I have been piqued by this lovely tree and cannot tell what it is. We asked the local garden store lady, the wine shop owner (Nancy) and the sandwich store owner(Sandy) and none of them could help us. I would much appreciate if you can tell me what is the name of this mysterious tree with such lovely riotous June blooms ?
Thanks much,
Uma Raghavan
Dear Uma,
Your mystery tree (photo below) is a Japanese snowbell (Styrax japonica) a graceful little Japanese tree with fragrant flowers in June, just when we're out in our gardens most to enjoy them. It's ideal to grow where you can look up into it to appreciate the flowers that dangle below the branches; above a bench as you describe, or on a hillside (if you can give provide it adequate water on a slope), or in a large raised bed are all ideal. Japanese snowbells need regular summer irrigation, have few or no pests, and grow and flower well in sun or part shade. It's cousin, Styrax obassia, has larger, bolder leaves and is a bigger tree altogether with more presence in the landscape, but less grace than Styrax japonica.


I love these trees but have heard they are a bit messy - dropping their little bells and leaves everywhere and they're hard to rake up.
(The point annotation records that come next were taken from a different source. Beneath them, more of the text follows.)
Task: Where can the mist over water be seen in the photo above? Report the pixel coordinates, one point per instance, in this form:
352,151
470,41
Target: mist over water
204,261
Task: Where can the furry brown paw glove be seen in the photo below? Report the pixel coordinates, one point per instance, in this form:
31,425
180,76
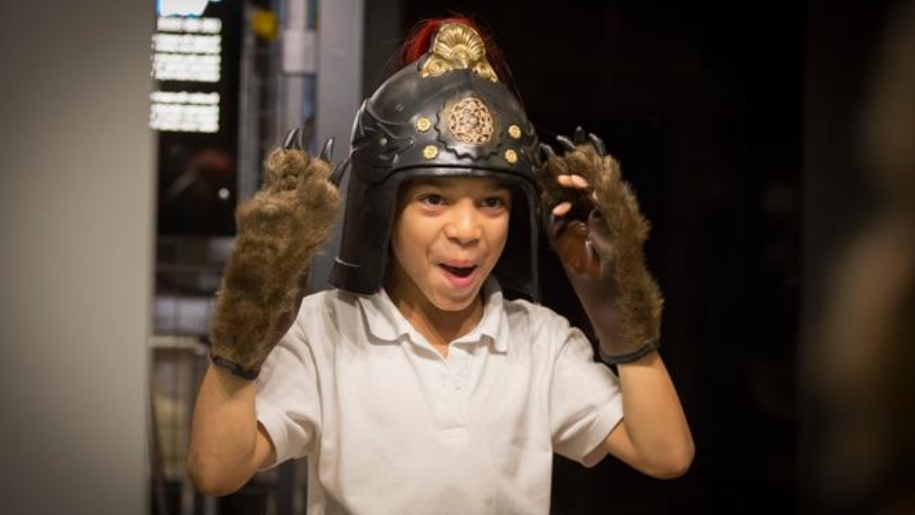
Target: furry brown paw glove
594,224
279,230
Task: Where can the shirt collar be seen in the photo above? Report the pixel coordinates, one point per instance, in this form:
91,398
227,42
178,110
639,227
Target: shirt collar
385,321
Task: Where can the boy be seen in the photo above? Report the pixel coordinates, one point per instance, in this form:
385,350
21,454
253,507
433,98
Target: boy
416,386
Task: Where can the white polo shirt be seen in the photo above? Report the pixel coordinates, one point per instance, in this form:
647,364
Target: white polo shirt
392,427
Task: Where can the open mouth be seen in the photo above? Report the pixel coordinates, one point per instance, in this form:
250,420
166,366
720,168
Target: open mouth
459,271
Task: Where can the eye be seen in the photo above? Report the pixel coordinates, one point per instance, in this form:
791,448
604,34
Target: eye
495,202
431,199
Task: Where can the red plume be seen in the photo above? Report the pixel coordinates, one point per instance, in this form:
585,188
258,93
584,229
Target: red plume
420,39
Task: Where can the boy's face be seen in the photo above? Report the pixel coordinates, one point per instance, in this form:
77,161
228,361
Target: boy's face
447,237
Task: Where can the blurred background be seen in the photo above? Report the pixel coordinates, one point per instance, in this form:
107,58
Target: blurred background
771,145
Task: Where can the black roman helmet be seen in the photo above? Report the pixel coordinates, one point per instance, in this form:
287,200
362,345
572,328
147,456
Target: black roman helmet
446,114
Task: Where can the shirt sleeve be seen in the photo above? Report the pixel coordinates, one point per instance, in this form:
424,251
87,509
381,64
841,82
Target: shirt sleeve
585,398
288,397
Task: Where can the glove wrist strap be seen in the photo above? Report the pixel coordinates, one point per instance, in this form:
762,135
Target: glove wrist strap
618,359
248,374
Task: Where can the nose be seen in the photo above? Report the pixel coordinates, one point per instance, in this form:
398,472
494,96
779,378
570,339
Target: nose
463,225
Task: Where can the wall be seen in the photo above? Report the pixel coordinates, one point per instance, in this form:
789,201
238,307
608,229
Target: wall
76,175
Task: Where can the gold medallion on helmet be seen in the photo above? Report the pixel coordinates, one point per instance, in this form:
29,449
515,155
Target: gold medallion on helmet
471,122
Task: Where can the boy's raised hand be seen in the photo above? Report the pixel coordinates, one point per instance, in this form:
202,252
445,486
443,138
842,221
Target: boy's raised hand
595,225
278,231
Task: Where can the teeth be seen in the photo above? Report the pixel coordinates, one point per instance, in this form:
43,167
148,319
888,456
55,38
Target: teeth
459,271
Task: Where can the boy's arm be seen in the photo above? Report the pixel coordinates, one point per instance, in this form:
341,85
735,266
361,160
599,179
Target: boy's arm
654,436
227,445
279,230
597,229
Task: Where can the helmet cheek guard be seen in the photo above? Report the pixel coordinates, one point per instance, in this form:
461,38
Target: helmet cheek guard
445,115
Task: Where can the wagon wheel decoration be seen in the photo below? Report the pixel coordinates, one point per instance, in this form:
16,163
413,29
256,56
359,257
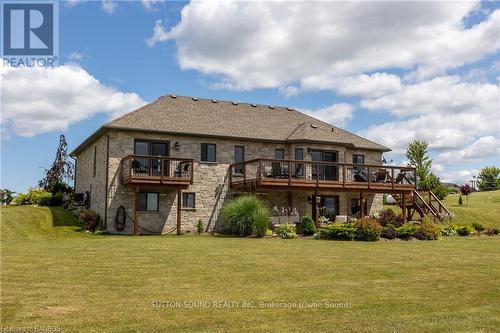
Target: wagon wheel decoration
120,219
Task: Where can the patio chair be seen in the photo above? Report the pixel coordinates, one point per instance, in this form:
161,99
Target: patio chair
360,175
400,177
381,175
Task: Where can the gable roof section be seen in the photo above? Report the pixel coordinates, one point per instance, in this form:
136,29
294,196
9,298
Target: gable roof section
226,119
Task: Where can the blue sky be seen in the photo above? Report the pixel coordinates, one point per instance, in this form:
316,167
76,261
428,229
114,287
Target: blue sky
417,70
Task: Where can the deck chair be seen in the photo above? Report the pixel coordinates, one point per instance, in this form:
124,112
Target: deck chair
400,177
381,176
360,175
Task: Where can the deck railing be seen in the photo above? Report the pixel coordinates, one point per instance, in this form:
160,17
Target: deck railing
272,172
156,170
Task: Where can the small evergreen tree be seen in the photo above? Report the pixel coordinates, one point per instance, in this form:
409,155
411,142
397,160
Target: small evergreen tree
61,170
307,226
466,189
7,196
417,156
488,179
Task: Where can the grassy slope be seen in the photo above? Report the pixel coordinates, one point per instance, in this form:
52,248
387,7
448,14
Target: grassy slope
56,276
484,207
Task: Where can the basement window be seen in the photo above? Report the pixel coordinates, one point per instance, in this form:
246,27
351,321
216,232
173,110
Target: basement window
188,200
208,152
148,201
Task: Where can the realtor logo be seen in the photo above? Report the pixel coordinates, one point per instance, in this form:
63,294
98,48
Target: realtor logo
28,29
30,32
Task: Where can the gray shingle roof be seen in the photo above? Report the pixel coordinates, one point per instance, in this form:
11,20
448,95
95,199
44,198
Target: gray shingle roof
205,117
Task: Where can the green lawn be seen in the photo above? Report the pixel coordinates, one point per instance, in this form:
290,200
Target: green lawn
52,274
484,207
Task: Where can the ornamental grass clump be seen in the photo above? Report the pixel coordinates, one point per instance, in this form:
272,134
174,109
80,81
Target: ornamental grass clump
245,215
286,231
368,229
307,226
428,230
338,231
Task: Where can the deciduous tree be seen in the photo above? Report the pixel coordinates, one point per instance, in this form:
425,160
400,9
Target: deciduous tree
62,168
488,179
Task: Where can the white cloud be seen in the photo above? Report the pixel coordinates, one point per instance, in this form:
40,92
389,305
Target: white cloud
159,34
279,44
458,177
75,57
455,117
440,95
108,6
375,85
486,146
40,100
336,114
149,5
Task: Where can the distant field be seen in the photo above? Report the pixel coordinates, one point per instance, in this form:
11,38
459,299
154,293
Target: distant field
53,274
484,207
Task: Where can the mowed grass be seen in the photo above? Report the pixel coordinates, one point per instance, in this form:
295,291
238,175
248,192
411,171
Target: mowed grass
53,274
483,207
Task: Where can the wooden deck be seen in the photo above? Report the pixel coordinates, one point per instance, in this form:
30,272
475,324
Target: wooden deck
139,169
309,175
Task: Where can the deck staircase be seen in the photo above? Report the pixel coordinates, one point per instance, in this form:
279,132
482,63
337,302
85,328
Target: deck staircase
422,203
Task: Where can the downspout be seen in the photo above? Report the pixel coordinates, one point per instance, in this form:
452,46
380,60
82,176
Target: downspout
107,180
74,178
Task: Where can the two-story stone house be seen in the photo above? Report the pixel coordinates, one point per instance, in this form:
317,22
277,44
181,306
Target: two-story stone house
179,159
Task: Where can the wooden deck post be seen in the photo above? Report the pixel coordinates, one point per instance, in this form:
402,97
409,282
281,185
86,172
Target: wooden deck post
404,208
136,208
179,202
314,203
363,204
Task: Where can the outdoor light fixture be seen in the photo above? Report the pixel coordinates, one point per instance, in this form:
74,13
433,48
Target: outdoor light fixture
384,161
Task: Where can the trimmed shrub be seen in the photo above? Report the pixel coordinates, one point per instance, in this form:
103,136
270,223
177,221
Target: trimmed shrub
35,196
463,230
89,219
389,232
239,215
199,226
339,231
387,216
307,226
368,229
492,231
56,200
428,230
407,231
261,221
478,227
448,230
441,191
286,231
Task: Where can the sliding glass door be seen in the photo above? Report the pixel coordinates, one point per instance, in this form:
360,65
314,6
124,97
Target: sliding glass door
326,172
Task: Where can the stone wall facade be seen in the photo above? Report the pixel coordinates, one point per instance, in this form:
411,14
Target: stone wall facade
210,180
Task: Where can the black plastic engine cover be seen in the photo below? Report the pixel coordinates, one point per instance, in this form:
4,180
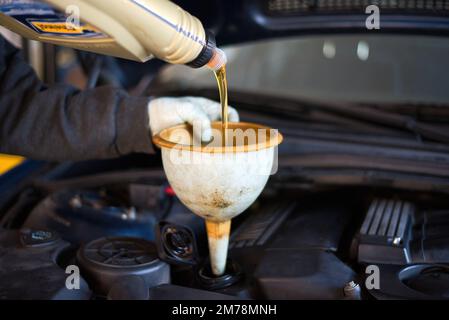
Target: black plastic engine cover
28,268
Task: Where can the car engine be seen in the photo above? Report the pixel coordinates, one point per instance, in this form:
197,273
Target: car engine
131,238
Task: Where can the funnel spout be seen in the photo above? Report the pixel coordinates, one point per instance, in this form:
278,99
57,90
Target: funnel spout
218,236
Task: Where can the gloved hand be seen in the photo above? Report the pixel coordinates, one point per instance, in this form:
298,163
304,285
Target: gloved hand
168,112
I planted a mini one but haven't watered it enough, I don't know if it will ever get big and bloom as the one you show.
Posted by: Karen | June 24, 2009 at 09:12 AM
My husband had what I think is a great idea - do you see any problems with this? We have a deep (about 5 feet) roof overhang at the front of the house, and I want to plant below it. It gets no rain. In the summer we can irrigate, but what to do in the winter when it we've turned off our watering system? He came up with the idea of diverting the downspout water from the roof into a perforated pipe buried along that area, underneath the plants. What do you think? Thanks!
Posted by: Carol Hill | July 06, 2009 at 09:27 AM
We have this tree and it has been beautiful, and the native bumble bees love it, but every seed will sprout. You need to clean up the leaves & seeds, not use that for mulch.
Posted by: Shirley | June 20, 2010 at 10:10 AM
I have this beautiful tree in my zen entry garden. It's perfuming the entire area right now.
PS -- something may be amiss with the website because all I get is code when clicking on subscribe to the blog.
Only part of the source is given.